Last updated 3/2022
https://www.udemy.com/course/practical-deep-learning-with-keras
Learn to apply Tensorflow to YOUR problems. Follow a complete pipeline including pre-processing and training for ML.
What you'll learn
Be able to run deep learning models with Keras on Tensorflow 2 backend
Run Deep Neural Networks on a real-world scientific protein dataset
Understand how to feed own data to deep learning models (i.e. handling the notorious shape mismatch issue)
Understand Deep Learning, CNN, dropout, functional API with minimal of math
Understand and use Keras' functional API to create models with multiple inputs and outputs
Learn how to do Transfer Learning practically
Stunning SUPPORT. I answer questions on the same day.
Requirements
You should be able to use Python (if, while, lists. Everything else will be covered in the course)
NO prior knowledge of machine learning is assumed
Description
**UPDATED: Now using Tensorflow 2. Please post in Q&A if you have any trouble. I'm here to help**
**UPDATED 11-2021: Added a section on Practical Transfer Learning**
TensorFlow is by far, the most popular library for deep learning. Backed by Google, it is a solid investment of your time and efforts if you want to succeed in the area of machine learning and AI. The issue most people face is that getting started with Tensorflow guides usually delve too deeply into unnecessary mathematics.

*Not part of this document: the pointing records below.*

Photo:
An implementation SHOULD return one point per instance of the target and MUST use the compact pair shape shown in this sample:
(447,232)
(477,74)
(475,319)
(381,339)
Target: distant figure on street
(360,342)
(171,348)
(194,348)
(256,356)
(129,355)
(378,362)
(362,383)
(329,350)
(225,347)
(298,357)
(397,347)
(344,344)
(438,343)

That is where this course comes in. While some theory is important, a lot of it is just not needed when you're just getting started!
This course is for you
if you are new to Machine Learning
but want to
learn it without all the complicated math
. This course is also for you if you have had a machine learning course but could never figure out how to use it
to solve your own problems
TO MAC USERS: If RAR password doesn't work, use this archive program:
RAR Expander 0.8.5 Beta 4 and extract password protected files without error.
TO WIN USERS: If RAR password doesn't work, use this archive program:
Latest Winrar and extract password protected files without error.